In this paper we present a new approach to contextaware preference query composition which covers everything from context modeling to generating the preference query in a well known preference query language. Preferences, after being retrieved from a repository, are composed - on the fly - depending on context. The construction is performed by an algorithm which generates the bestsuited composition of context-dependent preferences per actual situation. The algorithm relies on a discrete context model, where preferences are associated to situation sets. Since the context model as well as the context-sensitive preferences have an explicit declarative description, domain experts may easily adapt or extend the model to meet their specific requirements without any changes to the generation algorithm.
By using discretization and context dependent functional mappings, we achieve an easy to understand system that is suitable for commercial applications. A running use case from the field of commercial e-business platforms for outdoor activities is used to motivate and illustrate the various steps in the process. The performance evaluation demonstrates that the answers for the generated queries can be computed efficiently on realistic data sets. Due to the BMO principle the trial and error behavior is replaced by a one-shot behavior which significantly reduces the session time at a high level of customer satisfaction. We have sketched an implementation which proved its value in a joint project with an industrial partner. The qualitative user studies underline the practical relevance of our work.

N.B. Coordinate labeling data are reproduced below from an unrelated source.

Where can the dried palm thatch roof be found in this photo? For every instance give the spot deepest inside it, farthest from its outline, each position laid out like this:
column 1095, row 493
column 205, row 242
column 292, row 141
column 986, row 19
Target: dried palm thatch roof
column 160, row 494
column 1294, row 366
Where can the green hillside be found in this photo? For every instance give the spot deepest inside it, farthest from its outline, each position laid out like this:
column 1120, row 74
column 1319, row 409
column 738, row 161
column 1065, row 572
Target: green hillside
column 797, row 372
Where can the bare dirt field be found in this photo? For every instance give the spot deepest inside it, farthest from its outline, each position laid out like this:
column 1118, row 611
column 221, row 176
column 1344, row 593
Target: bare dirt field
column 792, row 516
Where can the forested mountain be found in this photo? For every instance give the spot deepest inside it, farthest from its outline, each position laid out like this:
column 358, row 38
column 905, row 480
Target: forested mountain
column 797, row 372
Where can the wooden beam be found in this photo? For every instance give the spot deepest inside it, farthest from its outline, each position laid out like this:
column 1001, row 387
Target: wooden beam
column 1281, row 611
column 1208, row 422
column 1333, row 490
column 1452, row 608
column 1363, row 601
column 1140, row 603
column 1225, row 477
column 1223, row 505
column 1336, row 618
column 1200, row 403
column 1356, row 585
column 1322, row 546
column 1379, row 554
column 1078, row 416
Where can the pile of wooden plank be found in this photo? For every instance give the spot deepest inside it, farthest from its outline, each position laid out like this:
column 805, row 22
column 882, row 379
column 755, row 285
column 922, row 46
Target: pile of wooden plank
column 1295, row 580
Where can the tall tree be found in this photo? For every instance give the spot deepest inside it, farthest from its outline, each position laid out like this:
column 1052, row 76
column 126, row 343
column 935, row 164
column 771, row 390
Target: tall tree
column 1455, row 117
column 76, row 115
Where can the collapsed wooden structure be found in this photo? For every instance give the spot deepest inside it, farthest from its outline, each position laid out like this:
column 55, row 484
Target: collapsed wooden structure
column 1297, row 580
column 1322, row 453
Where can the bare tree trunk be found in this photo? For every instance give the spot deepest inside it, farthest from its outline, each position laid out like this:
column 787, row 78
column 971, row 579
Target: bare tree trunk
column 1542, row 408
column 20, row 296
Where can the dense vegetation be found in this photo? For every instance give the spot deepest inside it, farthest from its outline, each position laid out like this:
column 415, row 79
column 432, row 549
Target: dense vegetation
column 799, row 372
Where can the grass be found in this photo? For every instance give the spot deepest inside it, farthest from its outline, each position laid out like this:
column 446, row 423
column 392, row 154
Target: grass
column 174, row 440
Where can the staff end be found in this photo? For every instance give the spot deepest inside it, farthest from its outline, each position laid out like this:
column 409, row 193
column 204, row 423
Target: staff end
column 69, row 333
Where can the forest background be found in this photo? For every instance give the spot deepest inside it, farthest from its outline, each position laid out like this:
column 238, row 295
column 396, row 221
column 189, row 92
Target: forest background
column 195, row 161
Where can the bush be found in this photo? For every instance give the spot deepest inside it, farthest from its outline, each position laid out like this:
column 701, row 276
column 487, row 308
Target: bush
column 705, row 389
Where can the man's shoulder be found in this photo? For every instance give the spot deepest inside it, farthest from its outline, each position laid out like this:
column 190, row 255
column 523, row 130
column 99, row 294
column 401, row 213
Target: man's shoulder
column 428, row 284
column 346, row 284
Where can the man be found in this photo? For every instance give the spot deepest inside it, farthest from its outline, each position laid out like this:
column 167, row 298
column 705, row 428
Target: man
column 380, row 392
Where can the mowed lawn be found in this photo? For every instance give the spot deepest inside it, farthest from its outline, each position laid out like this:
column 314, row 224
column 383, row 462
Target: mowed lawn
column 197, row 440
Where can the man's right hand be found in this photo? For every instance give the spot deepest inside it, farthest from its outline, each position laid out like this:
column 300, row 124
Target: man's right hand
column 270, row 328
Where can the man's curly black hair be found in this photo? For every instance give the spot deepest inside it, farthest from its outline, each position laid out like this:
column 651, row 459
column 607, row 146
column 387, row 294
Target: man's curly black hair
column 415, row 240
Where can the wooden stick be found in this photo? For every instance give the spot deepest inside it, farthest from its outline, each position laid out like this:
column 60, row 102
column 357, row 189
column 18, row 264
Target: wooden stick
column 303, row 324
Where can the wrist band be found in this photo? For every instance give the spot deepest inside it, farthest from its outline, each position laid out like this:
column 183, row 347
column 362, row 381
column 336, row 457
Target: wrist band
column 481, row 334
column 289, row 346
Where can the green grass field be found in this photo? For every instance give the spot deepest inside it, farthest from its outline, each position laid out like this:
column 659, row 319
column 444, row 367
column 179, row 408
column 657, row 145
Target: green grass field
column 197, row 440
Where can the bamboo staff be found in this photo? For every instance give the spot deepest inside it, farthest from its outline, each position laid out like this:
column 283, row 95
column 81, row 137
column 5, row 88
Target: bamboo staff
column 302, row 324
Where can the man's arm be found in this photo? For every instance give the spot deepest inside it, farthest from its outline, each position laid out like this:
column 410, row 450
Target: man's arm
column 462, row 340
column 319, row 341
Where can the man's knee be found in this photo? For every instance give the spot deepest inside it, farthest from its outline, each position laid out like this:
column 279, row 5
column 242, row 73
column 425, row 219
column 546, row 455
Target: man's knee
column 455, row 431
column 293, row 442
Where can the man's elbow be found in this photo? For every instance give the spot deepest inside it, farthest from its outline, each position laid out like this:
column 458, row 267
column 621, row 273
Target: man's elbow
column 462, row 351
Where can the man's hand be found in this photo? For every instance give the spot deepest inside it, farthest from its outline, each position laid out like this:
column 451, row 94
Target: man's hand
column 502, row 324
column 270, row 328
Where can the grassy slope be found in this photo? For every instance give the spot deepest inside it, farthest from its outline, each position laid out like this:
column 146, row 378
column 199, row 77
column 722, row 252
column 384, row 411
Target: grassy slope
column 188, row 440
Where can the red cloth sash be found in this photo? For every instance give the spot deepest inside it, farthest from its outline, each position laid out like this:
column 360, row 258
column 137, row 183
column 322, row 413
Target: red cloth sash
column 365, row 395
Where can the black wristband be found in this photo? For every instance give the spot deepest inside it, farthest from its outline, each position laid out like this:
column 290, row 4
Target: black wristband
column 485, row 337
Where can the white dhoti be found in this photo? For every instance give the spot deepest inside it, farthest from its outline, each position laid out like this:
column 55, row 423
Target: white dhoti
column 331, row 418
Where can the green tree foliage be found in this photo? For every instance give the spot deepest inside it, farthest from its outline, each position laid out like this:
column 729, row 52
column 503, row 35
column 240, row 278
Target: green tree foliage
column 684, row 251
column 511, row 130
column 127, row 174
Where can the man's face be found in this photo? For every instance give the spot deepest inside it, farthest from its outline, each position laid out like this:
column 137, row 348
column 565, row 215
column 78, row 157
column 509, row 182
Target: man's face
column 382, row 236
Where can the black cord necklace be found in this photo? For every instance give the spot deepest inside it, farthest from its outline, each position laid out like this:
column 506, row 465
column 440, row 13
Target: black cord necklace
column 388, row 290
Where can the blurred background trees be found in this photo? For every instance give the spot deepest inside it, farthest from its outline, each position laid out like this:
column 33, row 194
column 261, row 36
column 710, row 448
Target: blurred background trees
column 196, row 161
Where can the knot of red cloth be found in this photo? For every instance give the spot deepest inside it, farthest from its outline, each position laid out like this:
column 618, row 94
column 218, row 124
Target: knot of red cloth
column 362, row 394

For future research we are working on further optimizing the queries using algebraic optimizations. Furthermore, we investigate preference modeling, especially the composition of complex preferences. In the use case presented in this paper we observed that in long chains of prioritization preferences containing Pareto preferences (cp., Fig. 5) the last occurring preferences of the term are often not decisive for the query result. In some cases, users rate the results as counterintuitive. In [23] we analyzed this effect in detail and suggested a new kind of Pareto preference as a remedy.